Mirziyoev will face four other little-known candidates who are largely pro-government. Three opposition parties were not allowed to register or have candidates in the race.
It will be Uzbekistan’s sixth presidential election since the country of some 35 million people became independent in 1991.
According to Uzbekistan’s Central Election Commission, there are some 21.25 million eligible voters who will cast their ballots at 10,760 polling stations around the country.
Polls open at 8 a.m. and close at 8 p.m. local time.
Uzbek citizens living abroad can vote at one of about 100 polling stations at Uzbekistan’s embassies and consulates, including the embassy in Moscow and six other places in Russia.
According to Uzbek electoral laws, only registered political parties can nominate candidates for parliamentary or presidential elections.
Three unregistered opposition parties announced their intention to field candidates: the Erk Democratic Party, the Truth and Development Party, and the People’s Interest Party.
Despite their attempts, none was registered and official pressure eventually forced all of them to end their efforts to have candidates in the race.
The five candidates in the race and their political parties are:
Bahrom Abduhalimov of the Adolat (Justice) party, Maksuda Borisova of the People’s Democratic Party, Narzullo Oblomuradov of the Ecological Party, Alisher Kodirov of the National Revival Party, and Mirziyoev of the Liberal Democratic Party of Uzbekistan.

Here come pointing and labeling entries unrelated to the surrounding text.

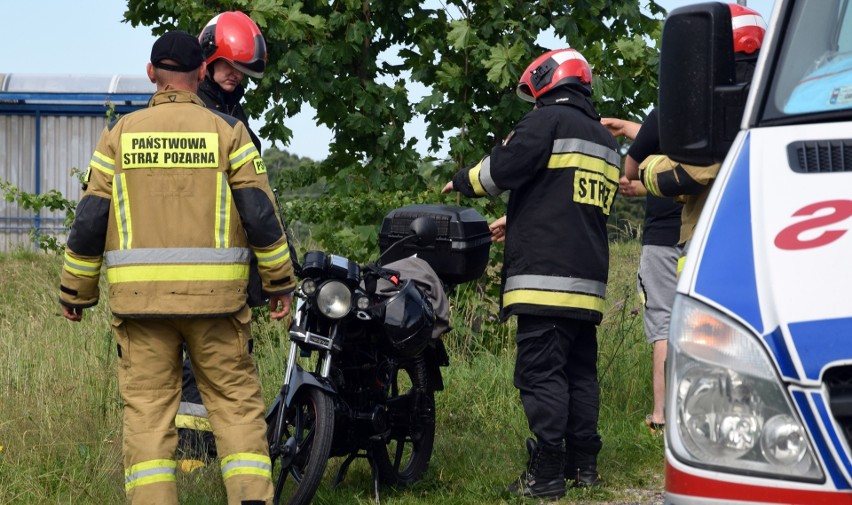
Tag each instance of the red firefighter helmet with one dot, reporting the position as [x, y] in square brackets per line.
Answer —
[749, 28]
[560, 67]
[234, 37]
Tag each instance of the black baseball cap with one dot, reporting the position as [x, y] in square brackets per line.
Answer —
[180, 47]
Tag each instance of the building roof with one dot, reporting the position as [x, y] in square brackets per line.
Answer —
[72, 93]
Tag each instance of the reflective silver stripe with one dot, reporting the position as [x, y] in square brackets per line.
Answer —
[485, 178]
[192, 409]
[552, 283]
[190, 255]
[141, 474]
[224, 208]
[245, 463]
[237, 160]
[122, 211]
[561, 146]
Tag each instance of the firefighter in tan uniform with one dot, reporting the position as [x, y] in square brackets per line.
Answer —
[177, 197]
[691, 184]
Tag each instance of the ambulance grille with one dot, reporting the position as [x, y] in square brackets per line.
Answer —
[816, 156]
[838, 382]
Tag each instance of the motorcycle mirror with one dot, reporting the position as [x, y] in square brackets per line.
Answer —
[425, 229]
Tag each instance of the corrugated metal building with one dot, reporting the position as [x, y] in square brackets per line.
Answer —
[49, 125]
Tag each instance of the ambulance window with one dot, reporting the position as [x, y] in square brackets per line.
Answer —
[815, 67]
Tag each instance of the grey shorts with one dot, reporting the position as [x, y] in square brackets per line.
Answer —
[657, 283]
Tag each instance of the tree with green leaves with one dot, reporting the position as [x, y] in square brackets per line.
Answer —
[358, 63]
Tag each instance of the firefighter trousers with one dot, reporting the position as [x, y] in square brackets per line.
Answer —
[556, 375]
[149, 378]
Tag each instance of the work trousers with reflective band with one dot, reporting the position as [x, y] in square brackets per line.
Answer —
[556, 375]
[149, 376]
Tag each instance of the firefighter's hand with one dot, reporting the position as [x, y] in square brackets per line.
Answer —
[498, 229]
[618, 127]
[72, 313]
[279, 306]
[630, 188]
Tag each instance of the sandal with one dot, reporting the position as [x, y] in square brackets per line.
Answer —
[656, 428]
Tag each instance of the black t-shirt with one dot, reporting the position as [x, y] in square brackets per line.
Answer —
[662, 214]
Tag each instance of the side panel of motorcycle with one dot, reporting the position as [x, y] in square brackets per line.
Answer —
[300, 378]
[460, 252]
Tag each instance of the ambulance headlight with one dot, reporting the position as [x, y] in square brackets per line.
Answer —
[783, 441]
[728, 409]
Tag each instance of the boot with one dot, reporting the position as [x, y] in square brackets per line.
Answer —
[583, 470]
[544, 476]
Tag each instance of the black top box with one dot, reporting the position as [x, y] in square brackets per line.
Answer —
[460, 253]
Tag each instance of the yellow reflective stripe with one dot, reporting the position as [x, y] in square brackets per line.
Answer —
[152, 479]
[121, 201]
[585, 162]
[149, 472]
[553, 299]
[276, 256]
[193, 422]
[246, 463]
[103, 163]
[473, 175]
[648, 178]
[223, 212]
[80, 267]
[169, 150]
[242, 155]
[184, 272]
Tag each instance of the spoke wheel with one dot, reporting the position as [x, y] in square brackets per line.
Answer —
[310, 425]
[404, 454]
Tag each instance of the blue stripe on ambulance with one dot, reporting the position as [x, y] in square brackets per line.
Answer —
[816, 434]
[778, 347]
[820, 343]
[728, 257]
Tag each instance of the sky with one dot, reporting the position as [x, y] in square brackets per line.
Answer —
[90, 37]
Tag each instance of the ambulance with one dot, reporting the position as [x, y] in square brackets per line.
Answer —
[759, 370]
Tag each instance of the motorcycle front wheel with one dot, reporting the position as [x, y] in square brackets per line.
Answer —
[403, 455]
[310, 423]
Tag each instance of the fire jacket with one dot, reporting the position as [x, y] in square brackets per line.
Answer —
[691, 184]
[562, 168]
[216, 98]
[176, 197]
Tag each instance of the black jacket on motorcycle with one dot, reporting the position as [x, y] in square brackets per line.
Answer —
[562, 168]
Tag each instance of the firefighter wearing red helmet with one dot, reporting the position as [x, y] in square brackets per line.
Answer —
[561, 167]
[176, 197]
[233, 48]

Borisova is only the second woman to run in an Uzbek presidential election, and Oblomuradov is the first presidential candidate fielded by the Ecological Party.
Only Mirziyoev has ever run for president before. He is expected to win easily against the relatively unknown competitors.
Mirziyoev was prime minister from 2003 until 2016, when Uzbekistan’s first and hitherto only president, Islam Karimov, died.
Mirziyoev became acting president and then won a snap presidential election on December 4, 2016, receiving just over 90 percent of the vote.
There will be some 970 foreign observers monitoring the presidential election.
The Organization for Security and Cooperation in Europe’s Office for Democratic Institutions and Human Rights (ODIHR) has sent 28 long-term observers and 250 short-term observers to the country.
An interim report released by ODIHR on October 8 noted that while there was “an
increased possibility to critically report on some social and political issues…many longstanding issues remain, including intimidation and harassment of journalists and bloggers, and a restrictive legal framework for the media.”
No parliamentary or presidential election held in Uzbekistan since it gained independence after the dissolution of the Soviet Union has been judged to be free or fair by Western election-monitoring groups.